The Supreme Court of New Jersey held in Perez v. Wyeth Labs, Inc., 734 A.2d 1245 (1999) that: (1) pharmaceutical manufacturers who engage in direct-to-consumer (DTC) advertising are liable for the failure to provide adequate product warnings to consumers and are not exempt from the learned intermediary doctrine; (2) a manufacturer's warning is given a rebuttable presumption of adequacy if it complies with Food and Drug Administration (FDA) regulations; and (3) the physician's role in prescribing drugs does not break the chain of causation for a manufacturer's failure to warn patients when the manufacturer has engaged in DTC advertising.

The plaintiffs, individual women who had received Norplant implants, alleged that Wyeth-Ayerst Laboratories (Wyeth) failed to warn adequately of side-effects associated with the contraceptive during its massive DTC advertising campaign in the early 1990s. They initially filed individual lawsuits involving the Norplant device beginning in 1995, and the cases were subsequently consolidated in one action. Pursuant to a case management conference, plaintiffs' counsel selected five bellwether plaintiffs to challenge Wyeth's motion for summary judgment. The trial court held that the learned intermediary doctrine applied even in the context of DTC advertising, and dismissed the case.

The learned intermediary doctrine allows pharmaceutical manufacturers to discharge their duty to warn patients of prescription drug dangers by supplying doctors with information regarding the drug's propensity to cause harm. Thus, Wyeth argued that the doctors who prescribed and implanted the Norplant device had the sole duty to inform their patients of the device's potential dangers and side-effects. The Supreme Court of New Jersey rejected this argument, holding that the learned intermediary doctrine cannot be used to discharge the duty to warn when the prescription drug is marketed directly to consumers. The court noted that DTC advertising encourages patients to pressure their doctors to prescribe the advertised drug, thus altering the traditional doctor-patient relationship on which the learned intermediary doctrine was originally predicated.

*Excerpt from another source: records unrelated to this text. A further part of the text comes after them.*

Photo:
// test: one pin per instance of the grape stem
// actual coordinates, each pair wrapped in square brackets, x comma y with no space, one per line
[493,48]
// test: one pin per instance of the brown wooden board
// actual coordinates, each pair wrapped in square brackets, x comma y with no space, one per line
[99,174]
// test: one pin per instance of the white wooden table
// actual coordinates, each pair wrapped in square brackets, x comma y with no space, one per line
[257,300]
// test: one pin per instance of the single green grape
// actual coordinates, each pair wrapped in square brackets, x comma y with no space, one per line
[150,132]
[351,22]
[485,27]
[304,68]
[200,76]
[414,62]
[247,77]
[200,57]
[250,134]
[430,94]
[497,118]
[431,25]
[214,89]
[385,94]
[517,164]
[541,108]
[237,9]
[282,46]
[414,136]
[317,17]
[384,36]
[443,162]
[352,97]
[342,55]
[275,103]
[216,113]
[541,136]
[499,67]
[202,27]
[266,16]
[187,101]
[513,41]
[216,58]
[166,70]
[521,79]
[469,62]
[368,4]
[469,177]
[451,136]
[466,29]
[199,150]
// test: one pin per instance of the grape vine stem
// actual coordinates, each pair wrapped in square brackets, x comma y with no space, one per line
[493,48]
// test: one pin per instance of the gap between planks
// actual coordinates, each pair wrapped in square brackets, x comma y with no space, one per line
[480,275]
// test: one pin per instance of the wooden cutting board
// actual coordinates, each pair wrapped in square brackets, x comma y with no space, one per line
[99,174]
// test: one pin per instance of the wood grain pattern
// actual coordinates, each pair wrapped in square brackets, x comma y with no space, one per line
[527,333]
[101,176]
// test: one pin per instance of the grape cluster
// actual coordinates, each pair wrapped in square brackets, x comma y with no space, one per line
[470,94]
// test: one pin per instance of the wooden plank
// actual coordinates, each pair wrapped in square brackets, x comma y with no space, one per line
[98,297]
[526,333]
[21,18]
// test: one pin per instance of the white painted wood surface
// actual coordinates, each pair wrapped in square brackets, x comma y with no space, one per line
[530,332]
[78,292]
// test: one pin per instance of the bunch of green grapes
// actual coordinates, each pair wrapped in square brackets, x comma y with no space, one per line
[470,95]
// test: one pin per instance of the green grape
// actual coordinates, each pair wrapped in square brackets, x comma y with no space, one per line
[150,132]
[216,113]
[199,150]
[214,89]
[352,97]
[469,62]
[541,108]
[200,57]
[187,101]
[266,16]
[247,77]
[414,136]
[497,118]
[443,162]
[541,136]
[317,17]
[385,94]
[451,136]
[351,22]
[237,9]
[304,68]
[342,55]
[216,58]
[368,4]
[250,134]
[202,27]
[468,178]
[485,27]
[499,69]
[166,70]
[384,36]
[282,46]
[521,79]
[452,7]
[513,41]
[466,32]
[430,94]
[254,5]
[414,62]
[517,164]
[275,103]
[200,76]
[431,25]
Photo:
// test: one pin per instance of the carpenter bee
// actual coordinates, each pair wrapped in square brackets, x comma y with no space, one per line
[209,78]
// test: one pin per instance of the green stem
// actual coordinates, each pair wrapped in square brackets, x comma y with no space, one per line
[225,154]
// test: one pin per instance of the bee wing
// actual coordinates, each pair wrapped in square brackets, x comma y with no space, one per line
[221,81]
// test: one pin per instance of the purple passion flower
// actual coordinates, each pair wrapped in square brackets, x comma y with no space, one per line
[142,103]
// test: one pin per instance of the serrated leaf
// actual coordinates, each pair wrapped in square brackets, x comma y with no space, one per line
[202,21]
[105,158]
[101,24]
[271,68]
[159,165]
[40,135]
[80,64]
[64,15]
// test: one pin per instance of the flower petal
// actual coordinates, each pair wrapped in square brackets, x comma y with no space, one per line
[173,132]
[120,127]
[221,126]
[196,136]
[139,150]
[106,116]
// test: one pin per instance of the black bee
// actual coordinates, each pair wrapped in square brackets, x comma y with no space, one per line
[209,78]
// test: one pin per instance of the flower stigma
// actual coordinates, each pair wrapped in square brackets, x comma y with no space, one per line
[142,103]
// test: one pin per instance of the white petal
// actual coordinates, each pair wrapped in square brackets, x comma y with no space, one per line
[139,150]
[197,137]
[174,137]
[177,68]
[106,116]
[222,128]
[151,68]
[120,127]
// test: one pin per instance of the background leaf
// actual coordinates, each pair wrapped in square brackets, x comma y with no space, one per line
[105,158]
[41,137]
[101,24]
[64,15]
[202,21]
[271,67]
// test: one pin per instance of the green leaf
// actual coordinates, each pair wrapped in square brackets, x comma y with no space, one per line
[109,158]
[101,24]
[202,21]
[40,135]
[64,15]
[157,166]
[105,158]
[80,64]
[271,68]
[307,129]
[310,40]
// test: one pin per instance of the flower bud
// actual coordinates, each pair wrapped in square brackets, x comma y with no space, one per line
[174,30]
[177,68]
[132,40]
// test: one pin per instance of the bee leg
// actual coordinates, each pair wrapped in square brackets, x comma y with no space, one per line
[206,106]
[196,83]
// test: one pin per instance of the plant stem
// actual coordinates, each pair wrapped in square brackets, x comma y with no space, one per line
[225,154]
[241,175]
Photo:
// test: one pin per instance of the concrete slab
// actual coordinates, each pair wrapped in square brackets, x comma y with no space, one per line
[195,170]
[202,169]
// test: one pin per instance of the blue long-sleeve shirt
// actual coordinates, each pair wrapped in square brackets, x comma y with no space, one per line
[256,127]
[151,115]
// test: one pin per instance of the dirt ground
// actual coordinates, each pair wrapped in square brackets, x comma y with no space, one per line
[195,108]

The court then held that the manufacturer's duty to warn consumers in DTC advertising would be presumptively adequate if the advertising complied with FDA regulations. Consumers may submit proof to rebut this presumption of adequacy. The court noted, however, that because current FDA-approved advertising will, by definition, be "fair and balanced . . . [f]or all practical purposes, absent deliberate concealment or nondisclosure of after-acquired knowledge of harmful effects, compliance with FDA standards should be virtually dispositive of [these] claims." Id. at 1259.

Last, the court held that the mere fact that the doctor is the intermediary through which the patient receives the prescription drug, does not break the manufacturer's chain of causation. The court noted that patients form "preconceived expectations about treatment" based on DTC advertising, and that doctors may, therefore, be pressured to relent to patients' demands for advertised drugs even if it is not in their best interest. However, because a doctor's judgment is not totally eclipsed, the court held that neither the doctor nor the pharmaceutical manufacturer should be "entirely relieved from their respective duties to warn." Id. at 1262-63. Instead, the manufacturer may seek indemnity, contribution, or exoneration based on the doctor's role in prescribing the drug. A jury is then to decide whether the manufacturer's role in the case constitutes a proximate cause of the harm to the patient.

The implications of this ruling will be most felt by pharmaceutical manufacturers engaging in DTC marketing campaigns, because the ruling could lead to new consumer lawsuits against the pharmaceutical companies. The ruling may also implicate the FDA, because it sets the regulatory scheme for DTC marketing of drugs. This ruling serves to protect the patients' interests in ensuring that adequate information is disclosed regarding the side-effects of prescription drugs.